C’est comme si ça n’arrivait pas cette fois. Jusqu’à ce que mon corps donne naissance à ce bébé, ma grossesse n’est tout simplement pas quelque chose à laquelle je pense – un contraste énorme avec la personne que j’étais la première fois, qui a dit à tout le monde, partout, et généralement quand ils ne demandaient pas.

Avec ma première grossesse,les jours s’éternisaient et il semblait que le jalon de la semaine prochaine n’arriverait jamais. Cette grossesse survole. J’ai failli tomber de la table lorsque mon médecin a mentionné que j’avais commencé mon deuxième trimestre («Qui l’a fait? Quand?»). Je n’ai même pas pris une seule photo de relief. Je regarde en arrière dans mon téléphone depuis la première fois que je suis enceinte et je ris à haute voix du nombre de photos de ventre que j’ai (sous plusieurs angles) pendant la même semaine, au début de la grossesse. Ces photos ont commencé quand il n’y avait aucune bosse visible, et ironiquement, cette fois-ci, mon ventre a décidé de “prendre la position” pendant le premier mois, et il n’y a aucune documentation photographique.

C’est comme si je n’étais pas la même personne qui était enceinte la première fois il y a seulement deux ans.

À l’époque,c’était tout de moi. Je suis enceinte. Regardez MON ventre. J’étais la star de l’émission. Il n’y avait personne pour partager les projecteurs et être enceinte était tout ce que j’avais dans mon assiette.

Ma vie ne me concerne plus. Il s’agit d’un tout petit feu craché d’une enfant de 2 ans dont les besoins (et disons-le, elle veut aussi) l’emportent sur les miens. Alors que je la berce pour dormir chaque nuit, elle me regarde dans les yeux, inconsciente de la petite trahison qui gesticule juste en dessous d’elle. C’est elle et moi depuis aussi longtemps qu’elle est sur cette terre. Comment va-t-elle réagir lorsqu’elle verra quelqu’un d’autre dans mes bras? La pensée de son sentiment laissé de côté ou moins important me coupe le vent.

Mon amour pour mon enfant n’est pas une simple mesure.
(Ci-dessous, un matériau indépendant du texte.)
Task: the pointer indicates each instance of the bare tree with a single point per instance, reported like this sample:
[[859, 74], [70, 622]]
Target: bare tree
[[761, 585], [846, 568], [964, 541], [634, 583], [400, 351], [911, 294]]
Et cet amour est sur le point de se multiplier. Cette seconde arrive, que je me souvienne ou non.

C’est le problème du deuxième syndrome de grossesse… une minute, vous oubliez que vous avez un bébé et la suivante, vous vous dites comment votre premier-né va réagir. Heureusement, mes docteurs disent que je serai guéri parfin de l’été.